Quand tout fut déballé, le roulier qui avait amené ces tombes et que je n’avais pas songé à regarder vint à moi et me dit avec une voix qui me fit tressaillir : — Eh bien ! monsieur Charles, êtes-vous content de moi ? N’ai-je rien cassé en route ?

— Ambroise Yvoine ! m’écriai-je en levant la tête, comment, c’est vous ?..

— C’est moi qui ai pris ce chargement à Sévines, chez M. le comte. Il ne m’a pas reconnu, mais j’ai vu avec plaisir qu’il se portait assez bien.

— Mais comment diable étiez-vous à Sévines ?

— J’étais à Orléans, employé comme homme de peine à la compagnie du roulage. On m’a choisi pour accompagner le roulier, parce que justement je revenais au pays, et il va venir vous présenter sa note.

— C’est bien ; mais vous ne me dites pas comment vous aviez été si loin chercher de l’ouvrage, quand vous parliez de laisser là les aventures et de vous installer à Flamarande.

— J’avais été là parce que j’y ai un frère établi, qui demandait depuis longtemps à me voir.
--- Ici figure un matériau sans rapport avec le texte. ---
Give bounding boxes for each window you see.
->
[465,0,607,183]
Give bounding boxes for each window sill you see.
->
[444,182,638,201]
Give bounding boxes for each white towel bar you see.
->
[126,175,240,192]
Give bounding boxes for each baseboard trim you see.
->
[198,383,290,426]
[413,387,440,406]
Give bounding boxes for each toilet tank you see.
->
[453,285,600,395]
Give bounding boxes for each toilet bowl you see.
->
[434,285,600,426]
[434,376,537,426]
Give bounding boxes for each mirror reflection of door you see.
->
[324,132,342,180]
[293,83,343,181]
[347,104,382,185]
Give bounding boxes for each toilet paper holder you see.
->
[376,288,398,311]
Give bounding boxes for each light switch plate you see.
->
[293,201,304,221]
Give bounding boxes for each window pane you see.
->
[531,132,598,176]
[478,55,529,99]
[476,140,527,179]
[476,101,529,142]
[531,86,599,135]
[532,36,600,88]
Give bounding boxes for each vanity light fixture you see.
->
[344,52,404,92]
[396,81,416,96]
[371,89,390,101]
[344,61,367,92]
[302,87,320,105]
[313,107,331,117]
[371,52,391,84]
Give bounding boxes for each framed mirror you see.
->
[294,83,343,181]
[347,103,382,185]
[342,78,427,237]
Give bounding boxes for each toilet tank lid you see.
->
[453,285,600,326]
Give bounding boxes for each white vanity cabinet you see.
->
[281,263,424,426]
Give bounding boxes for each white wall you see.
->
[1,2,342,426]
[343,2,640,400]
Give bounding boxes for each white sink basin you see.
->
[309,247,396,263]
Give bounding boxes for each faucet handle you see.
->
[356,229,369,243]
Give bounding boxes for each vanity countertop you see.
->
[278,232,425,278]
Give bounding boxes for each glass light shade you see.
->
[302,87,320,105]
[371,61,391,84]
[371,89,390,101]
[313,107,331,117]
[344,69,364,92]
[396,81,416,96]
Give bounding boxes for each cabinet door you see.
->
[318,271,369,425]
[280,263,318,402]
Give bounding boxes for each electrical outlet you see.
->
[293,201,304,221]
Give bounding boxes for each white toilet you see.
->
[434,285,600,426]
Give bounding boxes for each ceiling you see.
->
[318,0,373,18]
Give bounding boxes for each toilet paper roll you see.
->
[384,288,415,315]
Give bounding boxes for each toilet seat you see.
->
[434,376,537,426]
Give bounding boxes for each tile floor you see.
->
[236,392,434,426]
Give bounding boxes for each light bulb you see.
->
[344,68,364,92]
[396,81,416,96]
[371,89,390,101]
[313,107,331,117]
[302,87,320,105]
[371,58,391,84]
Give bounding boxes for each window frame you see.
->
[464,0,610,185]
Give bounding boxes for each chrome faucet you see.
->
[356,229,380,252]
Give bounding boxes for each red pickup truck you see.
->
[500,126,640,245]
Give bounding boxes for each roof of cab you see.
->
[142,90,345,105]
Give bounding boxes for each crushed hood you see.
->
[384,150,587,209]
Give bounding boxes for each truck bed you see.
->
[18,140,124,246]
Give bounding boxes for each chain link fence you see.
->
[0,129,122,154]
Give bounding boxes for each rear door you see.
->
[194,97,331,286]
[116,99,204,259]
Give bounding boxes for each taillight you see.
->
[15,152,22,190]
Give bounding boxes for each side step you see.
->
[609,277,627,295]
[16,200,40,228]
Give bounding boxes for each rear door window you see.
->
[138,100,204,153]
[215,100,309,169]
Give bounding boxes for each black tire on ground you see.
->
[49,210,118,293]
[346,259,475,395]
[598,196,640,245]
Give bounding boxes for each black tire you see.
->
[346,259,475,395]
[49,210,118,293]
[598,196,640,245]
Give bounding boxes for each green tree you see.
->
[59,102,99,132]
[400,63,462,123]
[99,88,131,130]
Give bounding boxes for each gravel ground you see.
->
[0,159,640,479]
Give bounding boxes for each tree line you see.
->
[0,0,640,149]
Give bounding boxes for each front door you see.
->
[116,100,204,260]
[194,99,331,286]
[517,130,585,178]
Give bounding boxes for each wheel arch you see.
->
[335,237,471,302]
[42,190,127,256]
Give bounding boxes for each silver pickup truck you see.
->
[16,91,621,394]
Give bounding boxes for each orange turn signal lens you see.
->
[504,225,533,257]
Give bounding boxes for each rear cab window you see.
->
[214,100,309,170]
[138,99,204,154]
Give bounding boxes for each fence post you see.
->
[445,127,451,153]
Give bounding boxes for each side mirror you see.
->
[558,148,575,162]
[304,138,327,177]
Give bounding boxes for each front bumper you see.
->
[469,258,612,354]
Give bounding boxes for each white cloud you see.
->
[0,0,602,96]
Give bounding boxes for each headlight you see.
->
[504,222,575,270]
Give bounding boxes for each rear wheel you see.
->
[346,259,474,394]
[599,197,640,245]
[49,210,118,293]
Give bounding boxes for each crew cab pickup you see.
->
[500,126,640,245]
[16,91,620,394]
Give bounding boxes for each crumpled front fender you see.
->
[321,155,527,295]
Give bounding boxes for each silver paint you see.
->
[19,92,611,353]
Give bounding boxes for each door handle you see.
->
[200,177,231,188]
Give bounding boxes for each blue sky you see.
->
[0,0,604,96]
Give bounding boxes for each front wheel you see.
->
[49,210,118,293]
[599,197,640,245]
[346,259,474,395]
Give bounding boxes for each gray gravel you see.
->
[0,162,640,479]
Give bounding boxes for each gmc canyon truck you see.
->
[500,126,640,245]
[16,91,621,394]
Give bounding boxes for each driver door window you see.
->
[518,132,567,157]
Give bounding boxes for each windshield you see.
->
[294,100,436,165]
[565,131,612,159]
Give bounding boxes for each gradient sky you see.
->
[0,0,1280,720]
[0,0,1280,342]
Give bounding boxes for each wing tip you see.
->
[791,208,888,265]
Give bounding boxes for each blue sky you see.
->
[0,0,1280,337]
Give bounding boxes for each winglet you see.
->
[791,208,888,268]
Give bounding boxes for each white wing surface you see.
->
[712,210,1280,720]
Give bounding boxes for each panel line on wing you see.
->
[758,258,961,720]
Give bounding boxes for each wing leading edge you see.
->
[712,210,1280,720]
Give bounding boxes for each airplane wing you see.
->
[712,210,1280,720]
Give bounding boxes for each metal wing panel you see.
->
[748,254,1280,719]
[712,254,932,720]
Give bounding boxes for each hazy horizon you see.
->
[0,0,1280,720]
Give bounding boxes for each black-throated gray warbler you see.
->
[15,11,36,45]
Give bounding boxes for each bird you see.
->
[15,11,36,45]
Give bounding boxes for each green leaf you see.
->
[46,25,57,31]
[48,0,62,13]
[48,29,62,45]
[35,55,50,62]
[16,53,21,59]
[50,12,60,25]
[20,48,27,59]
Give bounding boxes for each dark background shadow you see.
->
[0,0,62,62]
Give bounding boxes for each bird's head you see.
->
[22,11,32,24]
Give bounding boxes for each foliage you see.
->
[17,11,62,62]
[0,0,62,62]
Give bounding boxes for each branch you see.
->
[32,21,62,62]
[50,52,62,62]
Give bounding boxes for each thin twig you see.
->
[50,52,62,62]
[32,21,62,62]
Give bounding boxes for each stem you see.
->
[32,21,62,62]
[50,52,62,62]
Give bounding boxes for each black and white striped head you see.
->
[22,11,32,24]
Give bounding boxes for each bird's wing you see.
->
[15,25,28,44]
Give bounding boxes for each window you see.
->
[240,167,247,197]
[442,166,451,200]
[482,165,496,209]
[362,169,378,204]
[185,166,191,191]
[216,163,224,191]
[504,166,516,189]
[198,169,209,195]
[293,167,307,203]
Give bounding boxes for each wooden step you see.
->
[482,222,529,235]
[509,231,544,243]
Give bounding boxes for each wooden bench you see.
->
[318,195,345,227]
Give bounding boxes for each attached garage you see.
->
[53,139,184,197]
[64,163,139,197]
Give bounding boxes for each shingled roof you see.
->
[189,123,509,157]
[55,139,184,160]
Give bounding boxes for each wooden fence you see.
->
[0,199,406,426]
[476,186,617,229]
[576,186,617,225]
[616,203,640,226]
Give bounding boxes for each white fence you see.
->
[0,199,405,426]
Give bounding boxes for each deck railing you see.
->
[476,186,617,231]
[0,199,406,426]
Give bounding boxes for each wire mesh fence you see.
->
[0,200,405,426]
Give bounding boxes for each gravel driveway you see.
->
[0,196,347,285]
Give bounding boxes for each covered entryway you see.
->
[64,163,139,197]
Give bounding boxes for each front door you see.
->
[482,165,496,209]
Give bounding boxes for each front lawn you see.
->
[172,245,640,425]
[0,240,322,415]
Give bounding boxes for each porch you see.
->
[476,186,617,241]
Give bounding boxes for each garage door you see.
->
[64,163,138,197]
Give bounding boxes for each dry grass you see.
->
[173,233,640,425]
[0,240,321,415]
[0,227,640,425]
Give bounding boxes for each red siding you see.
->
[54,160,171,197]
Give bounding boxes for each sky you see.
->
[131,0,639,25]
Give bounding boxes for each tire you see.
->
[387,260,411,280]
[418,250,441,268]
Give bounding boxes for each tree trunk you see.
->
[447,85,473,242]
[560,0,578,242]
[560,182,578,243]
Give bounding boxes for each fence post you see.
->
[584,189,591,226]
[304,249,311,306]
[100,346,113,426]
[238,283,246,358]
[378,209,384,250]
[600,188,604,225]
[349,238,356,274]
Me voilà revenu, et je m’installe ici, c’est décidé. Je ne suis plus roulier, je ne suis plus braconnier, je ne suis plus maquignon ; me voilà architecte ; puisque j’ai promis de réparer les mâchicoulis, je tiendrai parole.

— Vous les réparerez, Ambroise, mais vous serez payé. J’ai parlé de cela à M. le comte ; il m’a donné carte blanche. Dès que la chapelle sera entièrement remise en bon état, je ferai refaire le couronnement de la tour, et vous y travaillerez.

— Comme journalier ? Non, merci, ce n’est pas là mon affaire. J’aime à diriger les autres, et je m’y entends ; mais, puisque vous êtes chargé de cela, je deviens inutile.

— Oh ! moi, je n’y entends rien ; vous dirigerez, Yvoine, et nous allons en causer en déjeunant ensemble.

Je le pris sous le bras, et, en le conduisant au pavillon où je prenais les repas avec la famille, je lui demandai ce qui se passait à Sévines.

— Rien que je sache mieux que vous, répondit-il, car j’y ai pris mon chargement le lendemain du jour où vous avez quitté le château.